Thursday, February 6, 2014

The twisted thinking of the Ban Ki-moon, the Secretary General of the United Nations

"Since [violence against women] is rooted in discrimination, impunity and complacency, we need to change attitudes and behavior – and we need to change laws and make sure they are enforced just like you are doing in Cuba." - Ban Ki-moon, January 27, 2014 in Havana, Cuba




Brutality against Cuban women by the dictatorship dates back from 1959 up until the present day. All they have to be are free thinkers who are "willing to get into hassles to defend what they think."

Yesterday, Yris Perez Aguilera was arrested in the early afternoon while on her way to State Security headquarters to find out the status of her husband. She was beaten up and arrested by government agents. Both Antúnez and Yris have been badly beaten up, and in Yris's case she was not only beaten up but also subjected to sexual threats and harassment by regime officials. When she got home in the evening Yris made the following statement:

"I was arrested with violence. I was beaten, I have my mouth busted. They put a rag bathed in gasoline, with grease in my mouth. They squeezed it into my face. The officer wearing the badge 115025 touched my face, breasts, would get on top of me. They had me handcuffed with my arms behind my back. [...] They were beating on me from near the badly named Ernesto Che Guevara Square all the way to Police Instruction. There I continued demanding my rights. I have cramped hands, I have a lot of pain in the lower abdomen, swollen hands and face because they hit me a lot."

Tomorrow Maria Elena Cruz Varela, an award winning writer, will be in Miami presenting a self-titled book about her life at 7 p.m., in Café Demetrio (300 Alhambra Circle, Coral Gables.

Read more here: http://www.elnuevoherald.com/2014/02/06/1673659/agenda-de-miami.html#storylink=cpy
She has been exiled from Cuba for 20 years.


On November 19, 1991 the Cuban poet Mariela Elena Cruz Varela, who peacefully dissented asking for nonviolent change, was assaulted by a mob organized by the dictatorship who tried to force feed the poet her own words.
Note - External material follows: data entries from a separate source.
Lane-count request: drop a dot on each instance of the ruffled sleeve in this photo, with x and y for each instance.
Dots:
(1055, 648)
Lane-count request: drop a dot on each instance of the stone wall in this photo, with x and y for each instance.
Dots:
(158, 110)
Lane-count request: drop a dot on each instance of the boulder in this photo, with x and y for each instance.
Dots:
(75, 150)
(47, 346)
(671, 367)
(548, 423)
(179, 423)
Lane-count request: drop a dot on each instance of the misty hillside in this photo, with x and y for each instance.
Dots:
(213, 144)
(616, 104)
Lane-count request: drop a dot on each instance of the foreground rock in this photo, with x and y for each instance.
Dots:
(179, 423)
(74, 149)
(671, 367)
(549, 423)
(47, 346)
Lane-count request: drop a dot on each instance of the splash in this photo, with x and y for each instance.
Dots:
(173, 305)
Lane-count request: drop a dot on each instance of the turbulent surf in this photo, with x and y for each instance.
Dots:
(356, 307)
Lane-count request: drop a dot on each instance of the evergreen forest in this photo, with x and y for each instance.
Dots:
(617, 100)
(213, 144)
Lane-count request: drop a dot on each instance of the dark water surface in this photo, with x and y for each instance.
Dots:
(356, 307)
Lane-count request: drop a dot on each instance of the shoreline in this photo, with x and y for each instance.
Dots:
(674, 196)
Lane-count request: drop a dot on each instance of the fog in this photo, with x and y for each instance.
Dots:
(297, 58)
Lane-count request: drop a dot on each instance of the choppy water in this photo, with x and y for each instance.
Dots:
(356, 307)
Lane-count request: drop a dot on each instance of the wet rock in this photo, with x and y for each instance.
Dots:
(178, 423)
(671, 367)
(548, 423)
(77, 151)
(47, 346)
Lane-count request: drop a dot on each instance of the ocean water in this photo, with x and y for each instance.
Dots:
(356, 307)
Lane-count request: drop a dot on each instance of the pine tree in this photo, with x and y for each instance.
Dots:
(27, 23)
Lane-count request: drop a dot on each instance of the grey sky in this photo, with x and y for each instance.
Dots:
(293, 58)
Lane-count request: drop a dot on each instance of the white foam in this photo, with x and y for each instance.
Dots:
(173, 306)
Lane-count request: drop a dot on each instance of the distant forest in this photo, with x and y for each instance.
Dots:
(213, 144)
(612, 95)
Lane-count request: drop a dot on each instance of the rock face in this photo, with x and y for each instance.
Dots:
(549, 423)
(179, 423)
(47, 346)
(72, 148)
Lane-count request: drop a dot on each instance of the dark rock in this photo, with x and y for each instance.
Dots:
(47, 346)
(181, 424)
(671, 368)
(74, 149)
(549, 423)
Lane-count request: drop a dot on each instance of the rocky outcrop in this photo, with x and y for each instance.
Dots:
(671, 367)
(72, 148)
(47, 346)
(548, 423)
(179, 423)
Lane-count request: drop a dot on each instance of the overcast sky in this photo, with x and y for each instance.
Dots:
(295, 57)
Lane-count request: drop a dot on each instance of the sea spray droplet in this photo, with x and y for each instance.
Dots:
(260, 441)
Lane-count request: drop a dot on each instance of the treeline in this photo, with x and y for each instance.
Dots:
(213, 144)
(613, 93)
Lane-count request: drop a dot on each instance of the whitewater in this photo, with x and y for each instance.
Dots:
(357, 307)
Afterwards she was jailed for two years in prison for making pamphlets calling for political reform. She wrote about the 1991 assault in her book, Dios en las cárceles cubanas (God in the Cuban jails):

They broke my mouth trying to make me swallow the leaflets that members of my group had distributed throughout Havana. Afterwards I spent three days brutally besieged, imprisoned in my own home with my two children, with no water, no electricity, no food, no cigarettes. We heard what the huge speakers never stopped amplifying, allegorical songs to the country, the necessary punishment of traitors, and anyone who wanted to could shout at me, organized, of course, the slogans they pleased: Comrade worm, we are going to execute you by firing squad!
 Decades pass but the aging dictatorship and its practices remain the same. However, the response of the international community goes through all sorts of contortions. Ban Ki-moon's public celebration of how the dictatorship in Cuba treats women is a particularly twisted and lamentable example.